I think in coronavirus, that's a lot of the situations where it's been used. The thought now from Dr. Fauci is to use this as an end of life situation as opposed to prophylaxis, meaning normal, healthy people taking chlorquine or hydroxychloroquine could in fact actually be to the detriment of patients such as those with lupus and rheumatoid arthritis, who are actually more susceptible to coronavirus and now are facing a shortage of getting their day-to-day medication.
HCPLive: How can COVID-19 affect high susceptible patients with arthritis differently than otherwise healthy individuals?
Nayyar: Very similar to anyone right now with any underlying chronic chronic diseases, so not just arthritis, but if you have diabetes, congestive heart failure, lung disease, asthma, COPD, you are going to naturally be predisposed to any kind of infection. And at this time, obviously coronavirus is top of mind with everything going on in the globe. But whether it was the general flu, whether it was a cough or cold, for those patients, by virtue, their baseline is going to be different than you and me. You and I are young, healthy women. Someone who is older or already has something that their body is fighting on a day to day basis, like lupus, asthma, or COPD, their immune system and body simply just is not as healthy to ward off any infection, whether it be coronavirus or any other run of the mill infection.
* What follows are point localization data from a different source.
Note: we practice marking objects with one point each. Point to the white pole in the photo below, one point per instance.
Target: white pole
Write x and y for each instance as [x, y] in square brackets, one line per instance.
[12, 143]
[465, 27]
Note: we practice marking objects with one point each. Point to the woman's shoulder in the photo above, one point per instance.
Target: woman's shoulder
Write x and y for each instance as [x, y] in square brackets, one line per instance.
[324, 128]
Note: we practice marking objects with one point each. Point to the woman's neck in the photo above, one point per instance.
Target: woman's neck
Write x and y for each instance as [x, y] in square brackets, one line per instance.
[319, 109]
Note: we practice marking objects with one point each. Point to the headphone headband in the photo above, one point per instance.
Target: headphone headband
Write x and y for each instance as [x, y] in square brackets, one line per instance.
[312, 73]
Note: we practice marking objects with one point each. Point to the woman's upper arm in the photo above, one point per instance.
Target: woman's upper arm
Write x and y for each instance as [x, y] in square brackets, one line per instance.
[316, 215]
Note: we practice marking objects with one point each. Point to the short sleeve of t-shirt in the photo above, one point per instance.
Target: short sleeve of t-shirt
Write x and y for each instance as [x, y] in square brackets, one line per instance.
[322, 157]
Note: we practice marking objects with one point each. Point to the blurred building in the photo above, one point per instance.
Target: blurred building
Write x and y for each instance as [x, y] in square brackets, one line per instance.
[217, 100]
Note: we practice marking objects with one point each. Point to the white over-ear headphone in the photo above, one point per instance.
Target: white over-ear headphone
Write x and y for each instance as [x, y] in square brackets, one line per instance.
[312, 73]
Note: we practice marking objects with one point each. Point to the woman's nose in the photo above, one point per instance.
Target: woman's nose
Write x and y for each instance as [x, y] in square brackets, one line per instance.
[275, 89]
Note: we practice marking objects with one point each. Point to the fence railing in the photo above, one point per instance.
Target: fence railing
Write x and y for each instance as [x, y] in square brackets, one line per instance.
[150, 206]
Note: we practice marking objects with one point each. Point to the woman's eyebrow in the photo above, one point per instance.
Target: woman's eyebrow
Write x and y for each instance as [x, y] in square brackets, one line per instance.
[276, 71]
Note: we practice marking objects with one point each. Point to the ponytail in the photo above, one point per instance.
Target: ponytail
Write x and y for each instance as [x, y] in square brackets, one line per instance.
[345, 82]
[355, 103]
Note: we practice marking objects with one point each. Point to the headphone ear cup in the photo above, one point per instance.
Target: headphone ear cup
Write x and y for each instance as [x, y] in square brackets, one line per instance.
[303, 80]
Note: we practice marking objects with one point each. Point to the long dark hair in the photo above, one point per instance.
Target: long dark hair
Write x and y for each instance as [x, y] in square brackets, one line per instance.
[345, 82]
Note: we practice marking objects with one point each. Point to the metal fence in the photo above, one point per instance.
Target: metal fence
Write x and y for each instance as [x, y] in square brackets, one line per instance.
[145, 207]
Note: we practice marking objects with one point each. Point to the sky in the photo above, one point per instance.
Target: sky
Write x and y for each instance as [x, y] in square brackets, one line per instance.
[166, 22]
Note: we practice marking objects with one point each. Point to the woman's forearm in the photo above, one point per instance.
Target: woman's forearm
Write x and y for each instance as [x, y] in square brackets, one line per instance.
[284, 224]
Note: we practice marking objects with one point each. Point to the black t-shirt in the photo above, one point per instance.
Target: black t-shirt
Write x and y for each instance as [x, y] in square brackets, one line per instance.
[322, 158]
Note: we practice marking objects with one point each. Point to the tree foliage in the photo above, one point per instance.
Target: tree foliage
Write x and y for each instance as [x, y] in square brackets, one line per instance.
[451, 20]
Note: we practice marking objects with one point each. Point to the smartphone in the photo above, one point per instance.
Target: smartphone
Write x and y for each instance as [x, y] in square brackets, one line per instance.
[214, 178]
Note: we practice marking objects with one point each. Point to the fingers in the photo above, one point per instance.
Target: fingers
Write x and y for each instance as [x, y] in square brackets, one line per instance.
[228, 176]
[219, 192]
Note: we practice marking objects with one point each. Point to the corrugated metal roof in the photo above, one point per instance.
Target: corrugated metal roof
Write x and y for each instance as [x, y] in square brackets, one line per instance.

The way we talk about medicine with language of war, this very much is like a war, right? With the doctors and nurses being the soldiers and we're asking them now to go practice without shields, without masks without any kind of armor, there's no treatment, and without a strategy in many ways if you look at what's going on.
Then when we think about the human body, it's the same thing. Someone who has an underlying autoimmune disease or an underlying disease of any kind, their defense system is just not as strong as someone who doesn't have those issues. You can be old and healthy, but as we get older, our defense system naturally is just not the way it was when we were 25. Our kidney functions are just not the same as when we were 25.
So, this is just a natural human body and how it operates when dealing with a foreign antigen or an infection like the coronavirus.